Сейчас, когда я, оглядываясь назад, обозреваю и переосмысливаю свои странствия и жизненные опыты, мне и радостно, и досадно оттого, что я и на себе самом испытал старую истину: рыбе не жить без воды, а крестьянину без деревни, и никакие науки не сделают из нимиконского Каменцинда городского, светского человека. Я уже почти свыкся с этим и рад, что моя неловкая охота за счастьем против моей воли привела меня обратно, на маленький, зажатый между озером и горами клочок земли, где мое законное место и где мои добродетели и пороки – и прежде всего пороки – суть нечто обыденное и привычное. Там, на чужбине, я забыл свою родину и был близок к тому, чтобы самого себя считать чем-то вроде редкого, диковинного растения; теперь я вновь вижу, что это просто нимиконский дух бродил во мне, словно хмель, и не желал покориться чуждым обычаям. Здесь никогда никому не придет в голову назвать меня чудаком, а стоит мне посмотреть на своего папашу или дядюшку Конрада, и я кажусь себе вполне достойным сыном и племянником. Мои несколько зигзагообразных полетов в царство духа и так называемого образования очень напоминают знаменитую парусную одиссею дядюшки – разница состоит, пожалуй, лишь в том, что мне они стоили больших жертв: денег, усилий и прекрасных лет, которых уже не вернуть. А с тех пор как мой кузен Куони подстриг мне бороду и я вновь начал носить штаны с поясом и ходить в одной рубахе, я и внешне ничем не отличаюсь от своих земляков, и когда я превращусь в седого старца, то незаметно займу место отца и возьму на себя его роль в жизни деревни. Люди знают только то, что я много лет провел в чужих краях, и я остерегаюсь рассказывать им, что за жалкое ремесло у меня было и в скольких лужах мне довелось вываляться, иначе мне хватило бы насмешек и обидных прозвищ до конца дней моих. Всякий раз, рассказывая о Германии, Италии или Париже, я слегка важничаю и порой даже в самых искренних местах моего повествования вдруг сам начинаю сомневаться в своей правдивости.

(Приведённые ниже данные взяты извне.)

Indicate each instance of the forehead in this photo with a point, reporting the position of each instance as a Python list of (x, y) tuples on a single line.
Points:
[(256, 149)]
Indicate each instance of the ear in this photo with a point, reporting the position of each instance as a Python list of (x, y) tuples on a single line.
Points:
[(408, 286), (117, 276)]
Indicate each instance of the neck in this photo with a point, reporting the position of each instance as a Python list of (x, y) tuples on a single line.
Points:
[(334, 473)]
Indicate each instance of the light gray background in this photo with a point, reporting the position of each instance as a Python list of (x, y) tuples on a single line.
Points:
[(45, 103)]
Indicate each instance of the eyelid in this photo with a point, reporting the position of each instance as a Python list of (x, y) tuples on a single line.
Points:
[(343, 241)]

И что же мне принесли все эти прожитые годы, все скитания? Женщина, которую я любил и которую все еще люблю, растит в Базеле двух своих прелестных детей. Другая, которая любила меня, вскоре утешилась и по сей день торгует овощами, семенами и фруктами. Отец, из-за которого я вернулся в родное гнездо, не умер и не выздоровел, а сидит себе напротив меня на своей лежанке, смотрит на меня и завидует моему обладанию ключом от погреба.

Однако это ведь еще не все. Кроме матери и утонувшего друга юности у меня есть еще два ангела на небе – белокурая Аги и бедный скрюченный Боппи. К тому же я в конце концов стал свидетелем того, как отремонтировали пострадавшие дома и починили обе дамбы. Если бы я захотел, я мог бы сейчас заседать в совете общины. Но там и без меня хватает Каменциндов.

А недавно передо мною открылась еще одна перспектива. Здоровье трактирщика Нидеггера, у которого и мой отец, и я выпили не один литр фельтлинского, валлисского или ваадтлендского, сильно пошатнулось, и дело уже не приносит ему прежней радости. На днях он поведал мне свои печали. Самое скверное заключается в том, что если хозяйство его не купит кто-нибудь из местных жителей, то это сделает какая-нибудь пивоварня, и у нас в Нимиконе уже не будет такого по-домашнему уютного трактира. Приедет чужой арендатор, которому, конечно, выгоднее торговать пивом, чем вином, и славный Нидеггеров винный погреб будет запущен и загублен. С тех пор как я это знаю, я лишился покоя: в Базеле у меня осталось еще немного денег в банке, и старый Нидеггер мог бы обрести в моем лице неплохого преемника. Загвоздка лишь в том, что мне не хотелось бы становиться хозяином трактира при жизни отца. Ибо тогда мне уже нелегко было бы удержать старика от вина, а кроме того, для него это было бы триумфом – что со всей своей латынью и прочими книжными премудростями я стал всего-навсего хозяином нимиконского трактира. Этого я допустить не могу и потому постепенно, против своей воли, начинаю как бы мысленно призывать кончину старика – не то чтобы с нетерпением, а просто для пользы общего дела.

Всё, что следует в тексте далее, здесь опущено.